Alors que les questions la taraudent, le feu brûle devant elle, elle remarque à sa droite, un petit autel, un ciseau d'or et un maillet de platine. Elle tend son bras au-dessus des flammes sacrées qui crépitent. Le moment est venu de détruire le sort qui lui était réservé et dont les siens devaient en pâtir. Ils l'oublieraient comme on oublie un rêve, il se réveillerait avec l'illusion d'une autre vie, un autre jeu qu'elle devra composer. Ses enfants penseraient qu'elle serait un esprit protecteur issu des contes, et son époux croirait qu'il a légitimé sa progéniture issue d'une maîtresse de campagne militaire, morte en couche. Et que faire pour le destin des jumeaux ? La mort et la vie, la destruction et la fertilité, comment pouvait-elle changer cette fatalité qui les déchirerait. Le doute la surprend soudain, il déferle telle une vague gelée sur les berges de sa raison. Agit-elle en fonction de la volonté du Destin ? Le feu danse toujours sous ses yeux brumeux de confusion.

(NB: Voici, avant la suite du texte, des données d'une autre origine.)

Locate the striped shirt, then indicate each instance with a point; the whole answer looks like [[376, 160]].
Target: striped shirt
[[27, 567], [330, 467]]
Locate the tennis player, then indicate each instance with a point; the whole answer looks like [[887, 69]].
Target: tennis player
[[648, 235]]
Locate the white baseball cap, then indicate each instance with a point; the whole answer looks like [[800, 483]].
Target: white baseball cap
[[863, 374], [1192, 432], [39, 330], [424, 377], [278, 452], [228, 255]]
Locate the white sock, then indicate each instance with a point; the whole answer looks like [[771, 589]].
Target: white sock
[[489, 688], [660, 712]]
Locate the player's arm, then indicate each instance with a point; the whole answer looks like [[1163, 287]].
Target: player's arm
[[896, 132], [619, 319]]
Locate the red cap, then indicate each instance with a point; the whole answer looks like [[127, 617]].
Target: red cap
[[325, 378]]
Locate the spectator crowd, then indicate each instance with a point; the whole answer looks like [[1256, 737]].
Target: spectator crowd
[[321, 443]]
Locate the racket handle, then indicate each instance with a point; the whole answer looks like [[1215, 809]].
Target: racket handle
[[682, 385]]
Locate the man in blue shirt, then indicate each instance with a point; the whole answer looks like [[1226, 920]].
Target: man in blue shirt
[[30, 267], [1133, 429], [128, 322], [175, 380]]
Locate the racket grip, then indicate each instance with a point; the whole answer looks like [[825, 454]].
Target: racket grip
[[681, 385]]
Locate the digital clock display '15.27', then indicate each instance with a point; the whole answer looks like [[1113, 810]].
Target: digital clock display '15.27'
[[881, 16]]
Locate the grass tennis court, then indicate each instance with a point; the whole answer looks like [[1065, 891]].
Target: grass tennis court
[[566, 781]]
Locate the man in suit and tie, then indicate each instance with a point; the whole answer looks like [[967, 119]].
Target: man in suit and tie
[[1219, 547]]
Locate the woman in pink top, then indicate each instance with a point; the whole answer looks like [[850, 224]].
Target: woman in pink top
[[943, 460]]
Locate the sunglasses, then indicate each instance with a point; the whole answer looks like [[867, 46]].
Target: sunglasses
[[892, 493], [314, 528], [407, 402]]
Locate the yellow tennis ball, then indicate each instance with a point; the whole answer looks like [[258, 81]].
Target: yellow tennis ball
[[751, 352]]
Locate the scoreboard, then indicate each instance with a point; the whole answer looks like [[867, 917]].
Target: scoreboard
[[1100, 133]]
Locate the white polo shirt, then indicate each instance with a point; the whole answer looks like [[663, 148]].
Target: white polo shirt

Doit-elle vraiment lâcher la tablette prophétique ? Malgré les flammes, aucune chaleur ne se diffuse. Ici, il est de ces froids qui vous touchent jusqu'à l'âme. Il est de ces nuits qui vous aveuglent l'esprit. Il est de ces chemins qui égarent plus que vos pas. Il est là, il fait face à la fille des éléments. Un phare dans sa nuit, une flamme dans son antre glacé. Il se tient près d'elle, il la fixe avec une nouvelle lucidité. Il voit tout, le chemin, il sent la vie, enfin... Le Dieu des dieux trône devant la déesse des éléments, sur son fauteuil de diamant, ses pieds reposent sur un immense globe et sa tête est couronnée d'étoiles. Le Destin tient le sceptre et la fameuse urne dans son autre main. Son attention est pénétrante et pourtant ses yeux sont aveugles.
L'Intouchable recule d'un pas de surprise:
- Destin...
- Intouchable, touchez-vous du doigt ce que l'on nomme le libre arbitre ?
La déesse des éléments se révère humblement, laissant retomber son bras le long du corps, sans abandonner son projet. Quand elle se redresse, ses traits deviennent cristallins, sa voix coule à la manière d'une rivière sauvage, elle fixe ouvertement le dieu implacable de ses prunelles abyssales.
- Vous savez comme moi que ce n'est qu'une illusion que nous avons créée, leur laisser penser qu'ils sont libres, alors que vous avez tout écrit, toutes les possibilités.
Un long rire s'étend dans l'immensité, le Destin se gausse :
Ne pensez-vous pas que c'est aussi un présent que je vous fais, déesse ?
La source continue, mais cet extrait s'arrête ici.